HESI Milestone #2 ACTUAL EXAM 3 LATEST VERSIONS (V1, V2 AND V3) EACH VERSION CONTAINS 100 QUESTIONS AND CORRECT DETAILED ANSWERS (VERIFIED ANSWERS) |ALREADY GRADED A+ Acute renal failure priority - ✔✔✔ ANSWER -✔✔✔ o Maintain fluids o Avoid fluid excess o Renal replacement therapy o Reduce metabolic rate o Promote pulmonary function Acute Respiratory distress priority findings - ✔✔✔ ANSWER -✔✔✔ o Hypoxia o Intercostal retract ions o Crackles o BNP levels (alveoli collapse because small airways are narrowed due to interstitial fluid and bronchial obstruction) End of life plan of care - ✔✔✔ ANSWER -✔✔✔ o Signs and symptoms of impending death are recognized and communicated in deve lopmentally appropriate language for children and patients with cognitive disabilities with respect to family preference. Care appropriate to this phase of illness is proved to the patient and the family Cushing Syndrome - ✔✔✔ ANSWER -✔✔✔ o Can result from corticosteroids ***Attempt to reduce/taper medication while still treating underlying disease o Alternate day therapy decrease symptoms and allows adrenal glands to recover Valve replacement teaching - ✔✔✔ ANSWER -✔✔✔ o Anticoagulant therapy (frequent follow -up/lab tests) § Pt on warfarin has specific normal ratios o Prevent infection o ANTIBIOTIC PROPHYALXIS FOR DETAL PROCEDURES!!! Cancer intractable pain plan of care - ✔✔✔ ANSWER -✔✔✔ o Pain, other symptoms and side effects are managed based on the best avail able evidence, with attention to disease -specific pain and symptoms, which are skillfully and systematically applied. ?????? Schizophrenia nursing diagnoses and interventions - ✔✔✔ ANSWER -
✔✔✔ - Dx: 2 or more S&S for over 6 mo (Positive= delusions, hallucina tions, disorganized speech or Negative= 6 A's Anhedonia, Flat Affect, Apathy, Anergia, Algogia, Avolition) -Establish rapport and trust, ask about hallucinations, distract, lower environmental stimuli, monitor suicidal ideation, 1st or 2nd generation antip sych Grief process therapeutic response - ✔✔✔ ANSWER -✔✔✔ Allow the 5 steps of grieving (DABDA), active listening and offer a supportive presence Dementia action refusing ADLs - ✔✔✔ ANSWER -✔✔✔ Encourage finger foods, distraction, speak therapeutically Alcohol with drawal - ✔✔✔ ANSWER -✔✔✔ - Needs to be done under medical supervision b/c can be deadly - VS Q4, onset of symptoms 4 -6 hours after last drink, give lorazepam, reduce temp. - Tremors, nausea, vomiting Methadone overdose - ✔✔✔ ANSWER -✔✔✔ S&S= constricted pupils, resp. depression, circul. depression, LOC decreased Give naloxone Domestic violence screening tool - ✔✔✔ ANSWER -✔✔✔ - Don't probe, write evidence down verbatim, provide a safe environment - Increase in violence during pregnancy
The benefits of buying summaries with Stuvia:
Guaranteed quality through customer reviews
Stuvia customers have reviewed more than 700,000 summaries.
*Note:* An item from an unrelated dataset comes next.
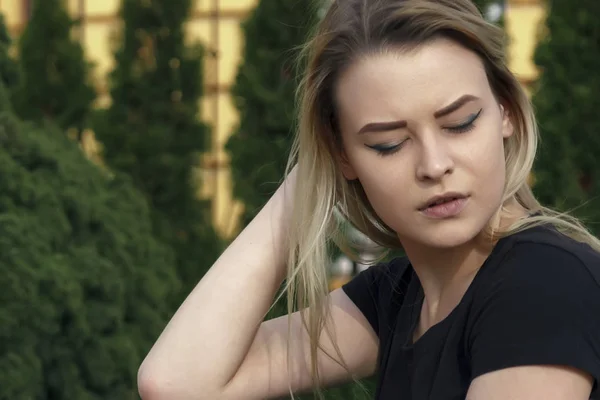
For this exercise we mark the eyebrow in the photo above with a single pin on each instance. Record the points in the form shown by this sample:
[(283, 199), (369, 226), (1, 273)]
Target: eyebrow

This how you know that you are buying the best documents.
Quick and easy check-out
You can quickly pay through credit card or Stuvia-credit for the summaries. There is no membership needed.
Focus on what matters
Your fellow students write the study notes themselves, which is why the documents are always reliable and up-to-date. This ensures you quickly get to the core!
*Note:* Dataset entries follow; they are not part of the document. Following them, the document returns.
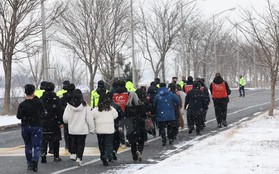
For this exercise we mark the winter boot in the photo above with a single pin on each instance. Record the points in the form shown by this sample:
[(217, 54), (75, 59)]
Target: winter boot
[(29, 166), (114, 157), (35, 166), (43, 160), (57, 159), (139, 156), (225, 123)]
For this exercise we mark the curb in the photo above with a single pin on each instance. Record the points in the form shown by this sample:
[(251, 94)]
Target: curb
[(9, 126)]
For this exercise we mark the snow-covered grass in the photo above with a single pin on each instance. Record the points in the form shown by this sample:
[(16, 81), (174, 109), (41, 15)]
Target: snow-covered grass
[(251, 147)]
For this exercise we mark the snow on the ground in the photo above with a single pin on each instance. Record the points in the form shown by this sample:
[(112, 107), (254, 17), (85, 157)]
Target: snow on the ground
[(8, 120), (249, 148)]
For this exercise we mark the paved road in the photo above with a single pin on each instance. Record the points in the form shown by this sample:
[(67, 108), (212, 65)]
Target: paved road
[(12, 158)]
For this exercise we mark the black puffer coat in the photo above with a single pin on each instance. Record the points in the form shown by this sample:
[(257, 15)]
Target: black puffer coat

Frequently asked questions
What do I get when I buy this document?
You get a PDF, available immediately after your purchase. The purchased document is accessible anytime, anywhere and indefinitely through your profile.
Satisfaction guarantee: how does it work?
Our satisfaction guarantee ensures that you always find a study document that suits you well. You fill out a form, and our customer service team takes care of the rest.
Who am I buying these notes from?
Stuvia is a marketplace, so you are not buying this document from us, but from seller perfectnurse. Stuvia facilitates payment to the seller.
Will I be stuck with a subscription?
No, you only buy these notes for $20.49. You're not tied to anything after your purchase.